Before the freeway, I turned towards my right, and along the grassy hidden trail next to the lake it appeared to be a wild horse running. As I looked closer, it was a cyclist wearing a brownish-colored shirt, unusual for a cyclist; his back laid flat to the pavement; he was so fast and swift.  I came home that evening and took a bike ride around the lake. This time, I didn’t care about the rusty chain and it’s loud clickety-clack.

 

 

2 Responses to “Freedom is just another word for nothing left to lose”

  1. Harry says:

    Good depiction of both sides of the same coin. The push and pull of a ticking clock without hands. It’s getting there and back, without the aid of a simple returned phone call… Clicking kickstand down the path.

    • admin says:

      I always appreciate your thoughtful comments, Harry. We must come from the same mold (not as in fungus)…: ). Freedom fighters helping others. Except, lately I am learning to help myself, and helping others less. It’s difficult to ride with the kickstand down and a flat tire. It’s not even fun! You are a strong individual with so much to offer, and I wish you well in your endeavors to shine a light on the truth.
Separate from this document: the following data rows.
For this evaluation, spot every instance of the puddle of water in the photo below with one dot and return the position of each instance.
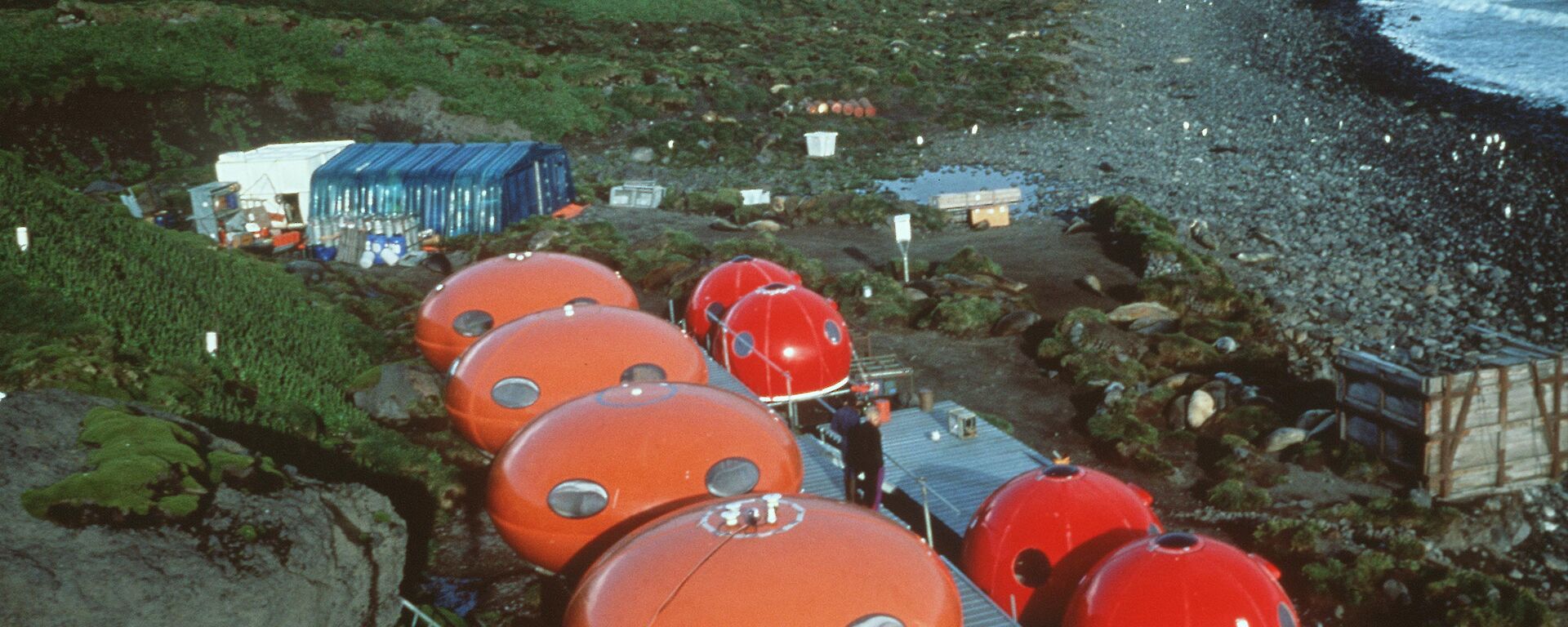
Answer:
(458, 594)
(1039, 198)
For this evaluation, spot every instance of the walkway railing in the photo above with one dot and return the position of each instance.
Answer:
(825, 431)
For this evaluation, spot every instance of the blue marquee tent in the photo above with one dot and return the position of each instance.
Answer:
(451, 189)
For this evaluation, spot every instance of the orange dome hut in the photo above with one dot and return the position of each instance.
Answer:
(728, 282)
(530, 366)
(1181, 580)
(768, 560)
(504, 289)
(1034, 538)
(654, 446)
(780, 330)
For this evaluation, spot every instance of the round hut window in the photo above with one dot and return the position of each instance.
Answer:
(577, 499)
(877, 621)
(744, 344)
(514, 392)
(472, 323)
(644, 373)
(731, 477)
(1032, 568)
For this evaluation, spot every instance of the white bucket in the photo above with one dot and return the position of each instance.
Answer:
(821, 143)
(758, 196)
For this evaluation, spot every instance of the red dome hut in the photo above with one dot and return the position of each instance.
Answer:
(786, 330)
(1034, 538)
(768, 560)
(502, 289)
(728, 282)
(1181, 580)
(530, 366)
(654, 446)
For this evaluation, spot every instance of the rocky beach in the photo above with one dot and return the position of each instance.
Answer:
(1375, 206)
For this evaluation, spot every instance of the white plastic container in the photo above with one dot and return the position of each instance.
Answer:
(821, 143)
(758, 196)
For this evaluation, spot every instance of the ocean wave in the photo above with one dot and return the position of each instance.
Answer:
(1542, 18)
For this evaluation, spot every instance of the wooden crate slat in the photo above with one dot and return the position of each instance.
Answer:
(1474, 431)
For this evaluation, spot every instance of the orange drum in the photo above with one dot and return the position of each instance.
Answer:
(502, 289)
(530, 366)
(768, 560)
(654, 447)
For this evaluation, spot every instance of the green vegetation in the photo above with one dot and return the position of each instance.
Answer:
(1489, 601)
(963, 315)
(966, 262)
(888, 301)
(1293, 536)
(149, 295)
(1237, 496)
(137, 469)
(141, 468)
(1134, 441)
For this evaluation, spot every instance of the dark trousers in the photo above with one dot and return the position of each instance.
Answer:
(864, 491)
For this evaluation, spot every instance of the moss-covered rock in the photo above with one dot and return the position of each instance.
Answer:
(137, 461)
(888, 301)
(966, 262)
(143, 468)
(1237, 496)
(963, 315)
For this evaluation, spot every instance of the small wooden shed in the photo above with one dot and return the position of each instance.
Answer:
(982, 206)
(1493, 420)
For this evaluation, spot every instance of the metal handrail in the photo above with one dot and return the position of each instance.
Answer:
(421, 618)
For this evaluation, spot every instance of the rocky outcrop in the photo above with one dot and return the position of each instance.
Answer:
(405, 395)
(308, 554)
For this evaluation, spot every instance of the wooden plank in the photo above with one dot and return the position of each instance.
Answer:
(1551, 422)
(1454, 434)
(979, 198)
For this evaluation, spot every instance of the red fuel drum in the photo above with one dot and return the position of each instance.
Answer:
(728, 282)
(816, 563)
(1181, 580)
(537, 362)
(502, 289)
(1034, 538)
(794, 330)
(586, 474)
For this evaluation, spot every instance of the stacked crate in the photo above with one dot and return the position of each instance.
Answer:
(1498, 425)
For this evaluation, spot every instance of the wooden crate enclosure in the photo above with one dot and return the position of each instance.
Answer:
(1498, 425)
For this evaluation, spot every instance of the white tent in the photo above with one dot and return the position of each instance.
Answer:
(278, 175)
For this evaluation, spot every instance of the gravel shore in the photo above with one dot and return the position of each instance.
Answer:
(1390, 209)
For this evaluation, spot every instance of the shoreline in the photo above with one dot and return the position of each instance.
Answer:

      During this post and afterwards, I was going through a difficult time with a bully employer. Someone close to me said they just give people what they want (or say what others want to hear), and it doesn’t bother them because afterwards they just do what they want. Okay. We are all so different. I am too honest, transparent (sensitive) and analytical to play games, and like clear boundaries. I choose my friends wisely. It is nice to have a few trustworthy friends in this life.